Be calm, be firm, always offer your alternative SIL-free date (so MIL cannot say "They don't want to see us at all"), and then deflect and distract by turning the conversation immediately to your child, the performance, etc.

Do not ever engage if she tries to debate this further.

MIL: "I know you said that, but it won't be Christmas if we're not all together." Or: "SIL is sick, not mean, and she really needs family support right now." Or: "It's unkind of you to be so harsh to her especially at the holidays." "What if we just have a shorter Christmas dinner" or other changes. Etc., etc.

DH/you: "I'm sorry you feel that way. We're free only on [date]. Did I tell you that Susie made an ornament in class? It's a snowman made out of...."

And so on. She will at least be quiet during the performance, right? Afterward, whisk her to where you meet your child and make a fuss over your kid. "Look, grandma came to watch you dance!" etc.

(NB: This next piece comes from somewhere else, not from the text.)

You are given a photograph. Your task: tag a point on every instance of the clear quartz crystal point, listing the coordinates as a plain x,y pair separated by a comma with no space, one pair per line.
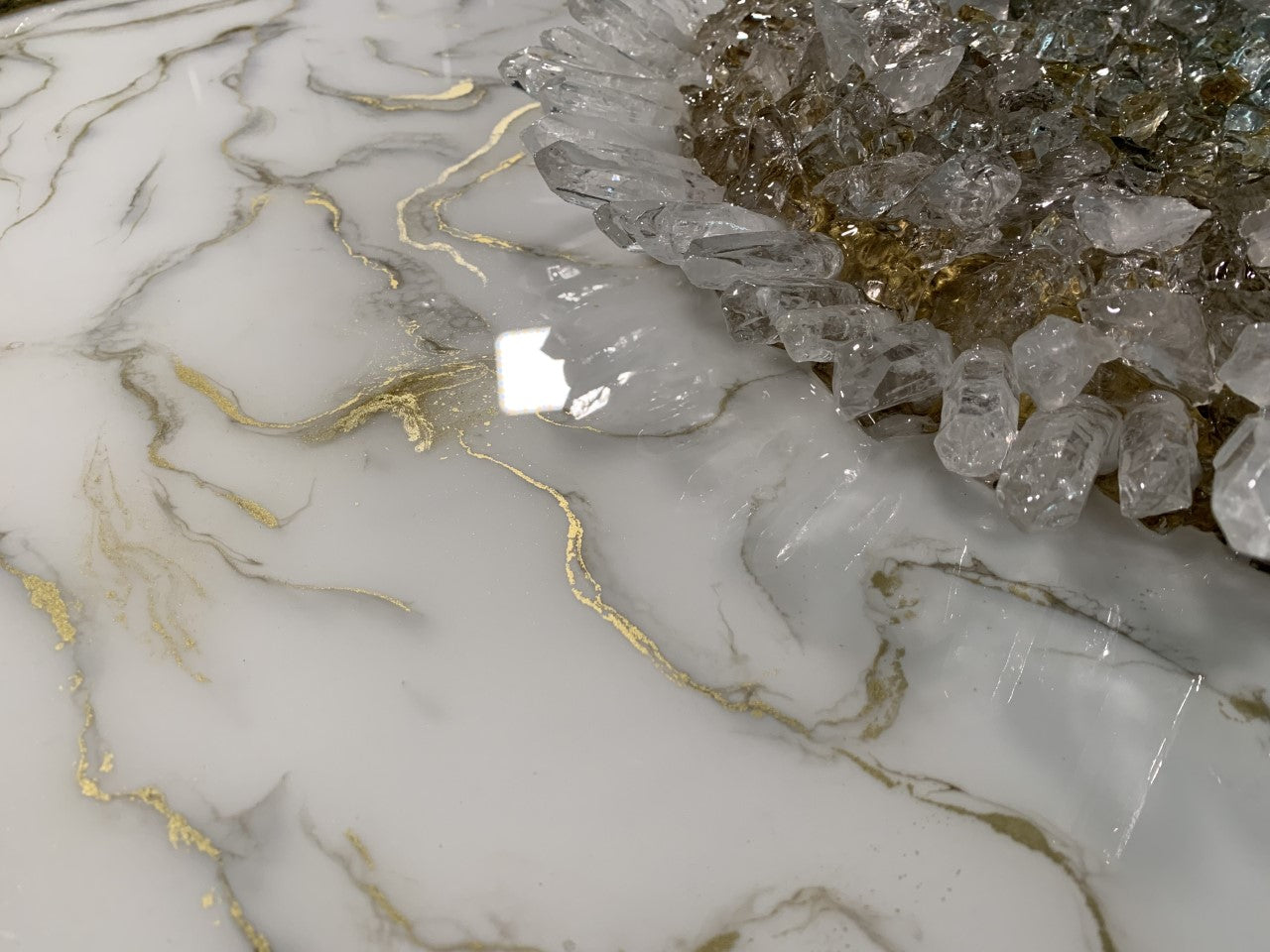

Parents, especially of older generations, tend to feel they must embrace or even fix adult children like your SIL, and want things "just to be like they used to" or even to be like they never were. A happy, Norman Rockwell perfect holiday. If this is what MIL and FIL are doing, and they're in denial that SIL has offended people, then it doesn't necessarily make THEM mean or bad, it makes them humans. If you and DH are calm and collected and firm, you can keep them in your lives and your kid's but SIL mustn't become a subject of discussion or debate.

Update us.


I have an issue with MIL because over Thanksgiving break she volunteered to watch DD while I worked and showed up at my work to pick DD up(I was early just setting up) and she assured me SIL wouldn’t be around and when I picked DD up SIL was there making ornaments with DD. SIL is unstable. She needs her medication. She’s not a safe person for DD. I was fuming but collected myself grabbed DD and left. When DH and I confronted her about it she simply said she had no idea SIL would be there yada yada. We’re certain this is her plan for Christmas. DH let her know we wouldn’t be joining them on the 22nd but we would love to see them the 26th and she said no and told us what time we would be there. When DH asked why she was so dead set on the 22nd she gave some lame excuse about the tree. DH told her no that we would not be there and she told him he was being crazy and she would see him the 22nd. He told her he needed space and he would see her in January. Perhaps she would be more accommodating for New Years and not put a tree above her son.


Why December 22 important to her? That’s a very odd date to fixate on.